Изабелловая масть

22
18
20
22
24
26
28
30

— Её нет, — тихо усмехнулся, снова опуская взгляд на наши руки, — я потерял дар речи, когда впервые увидел тебя, Вера. Идиот… думал, что это не повлияет никак…

— Кто она? — вряд ли сестра… я видела это в его глазах. Холодных и безэмоциональных… но сейчас в них что-то промелькнуло. Будто крошечная вспышка, в которой можно было рассмотреть едва уловимое чувство. — Твоя жена?

— Я ведь только поэтому помогаю тебе, Вера. Только поэтому. Хотя не должен.

Сбитая с толку, я не шевелилась. Не вздрогнула даже тогда, когда он, освободившись от моих прикосновений, поднял руки вверх и пальцами зарылся в мои волосы. Боясь пошевелиться, я тяжело дышала и дрожала, когда Архип склонившись надо мной, втянул воздух рядом с моей шеей.

Я не она. Я не она…

Повторяя это про себя, я ждала, когда мужские руки отпустят меня. Я ждала этого и одновременно боялась. Это было похоже на магию, что рассеется с наступлением рассвета.

Ночь… она милосердна и безжалостна. Она может укрыть и причинить боль. Правильно говорят: ночью мы становимся другими.

Виктор

Я чувствовал как бешено забилось мо сердце, когда Драгош, харкаясь кровью, ревел как раненный зверь. Нет, даже звери так не ревут. Так может только человек, находящийся на предсмертном одре. На бетонном полу под моими ногами валялись уже два его передних зуба, а мои руки были по локоть выпачканы бурой кровью этой гниды.

— Не говори мне больше, что ты меня не понимаешь, Драгош, — я положил плоскогубцы на высокий ящик, который служил мне столиком, — мы ведь не чужие люди… так? А ты человек образованный, насколько я знаю… почти полиглот.
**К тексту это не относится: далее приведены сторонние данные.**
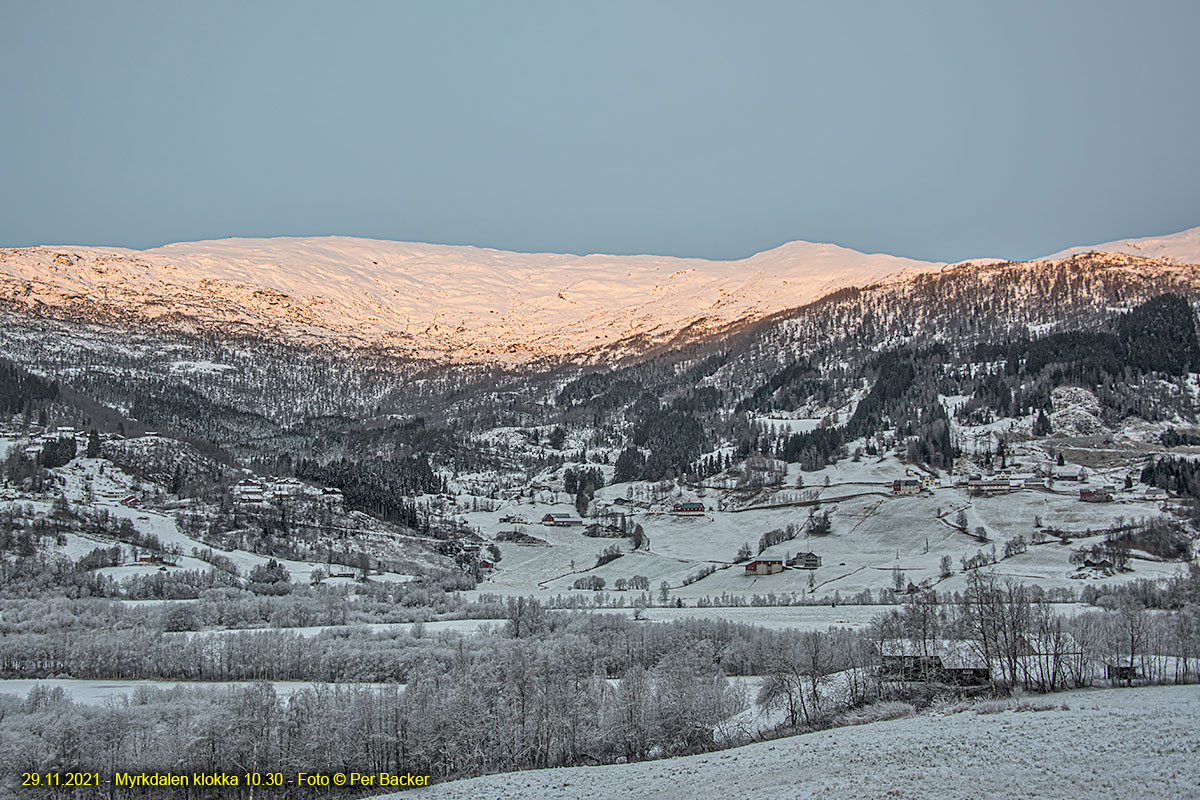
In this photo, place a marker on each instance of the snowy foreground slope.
(1137, 743)
(453, 302)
Моя усмешка заставляет его замолчать. Крик сменяется протяжным стоном и он снова сплёвывает на пол густую кровавую слюну. Поднимает голову и, корчась от боли и первобытного страха, пытается мне что-то сказать… но его челюсть дрожит так, что все слова превращаются в кашу.

— У тебя третья попытка… честное слово, я оставлю тебя без зубов, парень. Ты знаешь, что я это сделаю. Я и глазом не моргну. Я буду убивать тебя очень медленно, — моя улыбка превращается в оскал, и я ни без удовольствия заглядываю лицо, переполненное ужасом. — Я буду истязать тебя до тех пор, пока ты дышишь. Если выживешь — оставлю тебя на сладкое для тех, кому ты шестеришь… лучше начни говорить…
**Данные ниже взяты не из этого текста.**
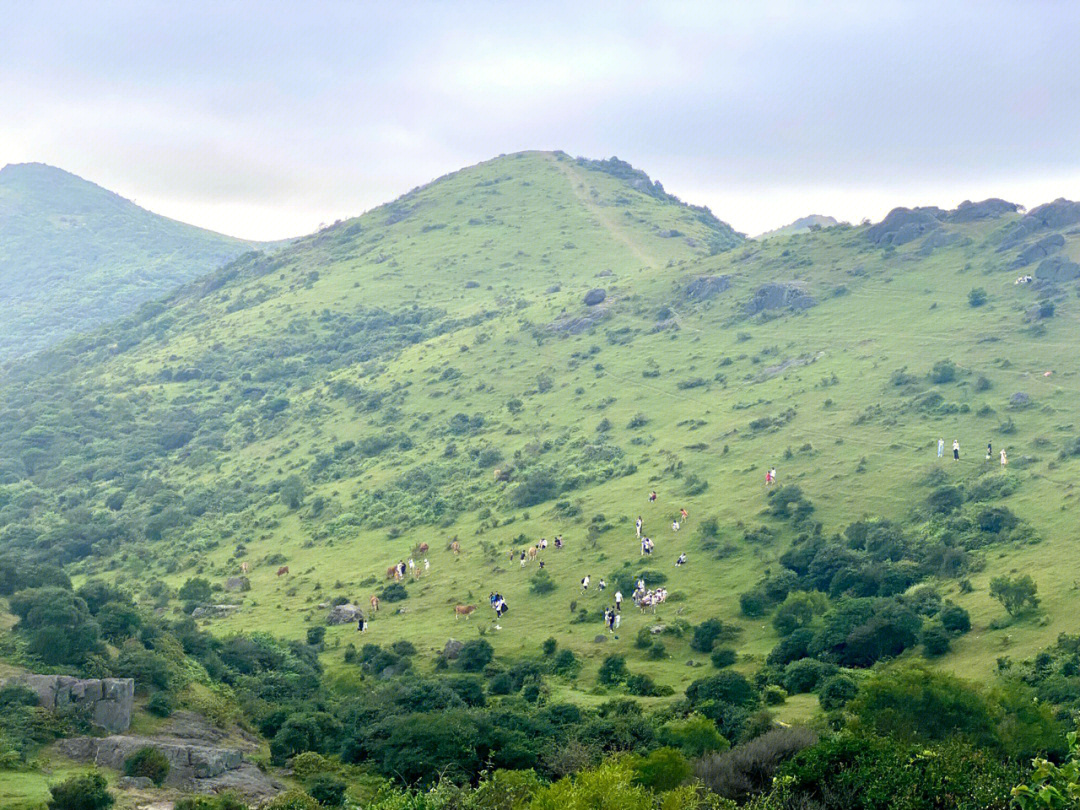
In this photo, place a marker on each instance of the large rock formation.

— Я не знаю… — задыхаясь, — я не знаю, Виктор! Клянусь, я ничего не знаю!

— Знаешь, — сидя напротив, я облокачиваюсь локтями о собственные колени, и слегка наклоняюсь вперёд, — мы же работали вместе, и ты знаешь, что я не остановлюсь. Это только начало… и ты в силах остановить это сам. Пока ещё есть время… пока сюда не привезли твою милую жёнушку.

В этот момент его глаза вытаращились на меня. Обезумевший от боли и страха, он смотрел на меня так, словно только сейчас до него пошёл масштаб того пиздеца, в котором он оказался.

— Да, Драгош, — несколько раз похлопав его по щеке, я стискиваю пальцами его челюсти, — всё очень серьёзно… моя женщина в обмен на твою… и на твои зубы, конечно.

Мою спину обдаёт сквозняком, и я, обернувшись, приветствую Николаса. Выспавшийся и довольный, он закрывает за собой дверь гаража, и молча проходит к узкому дивану. Усаживается рядом с Русланом и усмехается, глядя на лужу крови на полу и пару зубов.

— В тебе пропадает талант дантиста, Чех… — прыскает, закидывая руки на спинку дивана.

— Восполняю пробелы, — снова поворачиваюсь к Драгошу, — ну? Ты надумал?

Моя рука машинально тянется к скучающим без дела плоскогубцам, и Драгош, забившись в конвульсиях, начинает истерично реветь и прыгать вместе со стулом, к которому был прикован.